To download the JSON file via the API, use the Azure AI Video Indexer developer portal.

Observed people tracking and matched faces components

During the observed people tracking and matched faces procedure, images in a media file are processed, as follows:

Component Definition
Source file The user uploads the source file for indexing.
Detection The media file is tracked to detect observed people and their clothing. For example, shirt with long sleeves, dress or long pants. Note that to be detected, the full upper body of the person must appear in the media.
Local grouping The identified observed faces are filtered into local groups. If a person is detected more than once, additional observed faces instances are created for this person.
Matching and Classification The observed people instances are matched to faces. If there is a known celebrity, the observed person will be given their name. Any number of observed people instances can be matched to the same face.
Confidence value The estimated confidence level of each observed person is calculated as a range of 0 to 1. The confidence score represents the certainty in the accuracy of the result. For example, an 82% certainty is represented as an 0.82 score.

Example use cases

  • Tracking a person’s movement, for example, in law enforcement for more efficiency when analyzing an accident or crime.
  • Improving efficiency by deep searching for matched people in organizational archives for insight on specific celebrities, for example when creating promos and trailers.
  • Improved efficiency when creating feature stories, for example, searching for people wearing a red shirt in the archives of a football game at a News or Sports agency.

Considerations and limitations when choosing a use case

Below are some considerations to keep in mind when using observed people and matched faces.

Limitations of observed people tracking

It's important to note the limitations of observed people tracking, to avoid or mitigate the effects of false negatives (missed detections) and limited detail.
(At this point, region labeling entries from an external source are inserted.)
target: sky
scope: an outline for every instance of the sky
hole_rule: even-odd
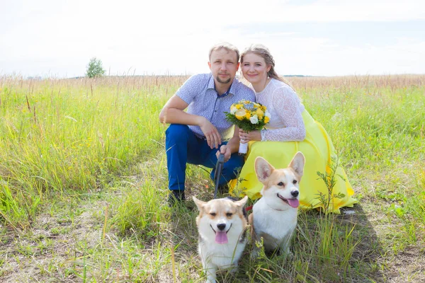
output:
[[[224,41],[282,75],[425,74],[425,1],[0,0],[0,76],[208,73]]]

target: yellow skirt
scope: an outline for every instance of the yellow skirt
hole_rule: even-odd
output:
[[[352,207],[358,201],[351,197],[354,194],[344,169],[336,168],[330,201],[330,187],[320,178],[317,172],[332,175],[332,157],[336,154],[332,141],[320,123],[314,121],[307,110],[302,112],[302,120],[306,130],[302,142],[250,142],[246,161],[237,180],[230,182],[230,194],[242,197],[247,195],[251,200],[261,197],[263,188],[256,177],[254,161],[257,156],[264,158],[276,168],[286,168],[298,151],[305,156],[304,175],[300,183],[300,206],[304,209],[319,208],[327,212],[339,213],[343,207]],[[335,159],[334,159],[334,161]],[[341,178],[342,176],[344,178]],[[322,195],[322,200],[321,200]]]

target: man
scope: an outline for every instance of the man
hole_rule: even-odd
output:
[[[220,147],[225,162],[219,182],[222,190],[243,165],[243,157],[237,154],[238,131],[228,142],[224,142],[232,135],[232,125],[224,112],[229,112],[232,103],[242,99],[255,100],[254,91],[235,79],[239,59],[234,46],[229,43],[213,46],[208,62],[211,73],[189,78],[159,114],[161,122],[171,124],[165,141],[171,204],[185,200],[186,163],[214,168]]]

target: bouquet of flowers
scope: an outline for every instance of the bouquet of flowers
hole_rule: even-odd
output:
[[[249,100],[240,100],[230,106],[230,112],[225,112],[227,121],[245,132],[262,129],[270,121],[270,113],[266,106]],[[248,143],[239,144],[239,153],[248,151]]]

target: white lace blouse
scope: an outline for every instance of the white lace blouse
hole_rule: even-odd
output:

  • People are generally not detected if they appear small (minimum person height is 100 pixels).
  • Maximum frame size is FHD
  • Low quality video (for example, dark lighting conditions) may impact the detection results.
  • The recommended frame rate at least 30 FPS.
  • Recommended video input should contain up to 10 people in a single frame. The feature could work with more people in a single frame, but the detection result retrieves up to 10 people in a frame with the detection highest confidence.
  • People with similar clothes: (for example, people wear uniforms, players in sport games) could be detected as the same person with the same ID number.
  • Obstruction – there maybe errors where there are obstructions (scene/self or obstructions by other people).
  • Pose: The tracks may be split due to different poses (back/front)

Other considerations

When used responsibly and carefully, Azure AI Video Indexer is a valuable tool for many industries. To respect the privacy and safety of others, and to comply with local and global regulations, we recommend the following:

  • Always respect an individual’s right to privacy, and only ingest videos for lawful and justifiable purposes.
  • Don't purposely disclose inappropriate media showing young children or family members of celebrities or other content that may be detrimental or pose a threat to an individual’s personal freedom.
  • Commit to respecting and promoting human rights in the design and deployment of your analyzed media.
  • When using 3rd party materials, be aware of any existing copyrights or permissions required before distributing content derived from them.
  • Always seek legal advice when using media from unknown sources.
  • Always obtain appropriate legal and professional advice to ensure that your uploaded videos are secured and have adequate controls to preserve the integrity of your content and to prevent unauthorized access.
  • Provide a feedback channel that allows users and individuals to report issues with the service.
  • Be aware of any applicable laws or regulations that exist in your area regarding processing, analyzing, and sharing media containing people.
  • Keep a human in the loop. Don't use any solution as a replacement for human oversight and decision-making.
  • Fully examine and review the potential of any AI model you're using to understand its capabilities and limitations.